The assertion of PA is not that unbelievers do not know things. It is that they are unable to account for what they know using their unbelieving outlooks. And if they cannot account for the their arguments from within their own outlook, they should give it up and find one that does account for it. And Christian presuppositionalists claim that the only outlook or worldview which accounts for facts, values, logic, justice, beauty, etc. is the Christian worldview of the Bible.
Neutrality – Really?
The premise of neutrality is that a person believes that they have adopted a view of the world (metaphysics), and a view of how to know the world (epistemology), which is normative, and that any diversions from that “normative perspective” are wrong because they disagree with that perspective. The only outlook which does not need to give an account of itself is (conveniently) their own – because they are, of course, neutral.
Quite apart from the Christian perspective which I am coming from, such a view is quite obviously question-begging – as the history of philosophy abundantly proves. Atheists are not immune from bias, as any cursory reading of their work shows. The fact that most of them still hold to a form of logical positivism and hitch it up to philosophical naturalism seems more apparent to their detractors oftentimes than it does to them. How often, e.g. do we hear atheist evolutionists say they do not consider any other definition of science than naturalism “good science”? It does not matter to these people that the founders of science did not hold such a definition, and would therefore not be considered scientists if these people were right. The patent absurdity of saying Copernicus, Galileo, Newton, Boyle, Pascal, Kelvin, Faraday, Maxwell etc. were not scientists because they were supernaturalists ought to silence such men. What is their real problem? It is clear enough. They hate God. So they define science their way (eliminating the luminaries above in the process) and then they can control the field. But science should not be defined by a philosophical agenda. Science should simply be a search for the Truth in the world amenable to scientific inquiry. That ought to be the definition. Just how the truth is to be known will depend on a person’s worldview. For the founders of modern science, the fact that God created the universe and gave us the ability to discover things in it gave them the intellectual mandate to do science (i.e. explore the world and discover truth). But naturalists discount this view. We must demand of them then that they give an adequate account of the possibility of science and the amenability of truth. We must ask them to give us the foundational tenets of their worldview. This is given merely to illustrate the naivete of believing one is neutral. No one is neutral.
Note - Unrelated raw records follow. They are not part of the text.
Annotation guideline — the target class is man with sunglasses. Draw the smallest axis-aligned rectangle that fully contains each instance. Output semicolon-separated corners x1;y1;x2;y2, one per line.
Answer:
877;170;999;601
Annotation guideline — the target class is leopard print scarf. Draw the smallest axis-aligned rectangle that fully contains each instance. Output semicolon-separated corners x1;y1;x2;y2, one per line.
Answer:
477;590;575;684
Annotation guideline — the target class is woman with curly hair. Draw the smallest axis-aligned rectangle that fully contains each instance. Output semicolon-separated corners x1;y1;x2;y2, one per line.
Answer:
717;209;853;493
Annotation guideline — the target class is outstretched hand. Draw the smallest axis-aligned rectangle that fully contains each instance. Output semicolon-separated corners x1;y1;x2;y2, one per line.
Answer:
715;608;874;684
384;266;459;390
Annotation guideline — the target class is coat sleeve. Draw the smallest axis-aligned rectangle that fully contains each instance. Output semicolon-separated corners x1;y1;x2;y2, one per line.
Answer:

From a Christian perspective of course, atheists are anti-theists (“Theist” here denoting a Christian-trinitarian theist). They have already decided that God does not exist; not because they have proved He doesn’t – but because they would prefer it if He didn’t. Now FF is a case in point. He thinks he is purely objective, and using that objectivity he ignores Christian scholarship and reads his atheists. By so doing he issues challenges to Christians, even though he misrepresents what they believe, gets their apologetic argument wrong, and asserts things about the naming of Jesus in the Gospel of Mark which he is unable to prove. He claims the presuppositional argument is “just plain fallacious” but when asked to describe it, comes up with this:
“Easiest example is the TAG argument. Taken to it’s bare minimum, it essentially goes as follows:
‘Reality/existence has a fundamental nature, therefore God exists.”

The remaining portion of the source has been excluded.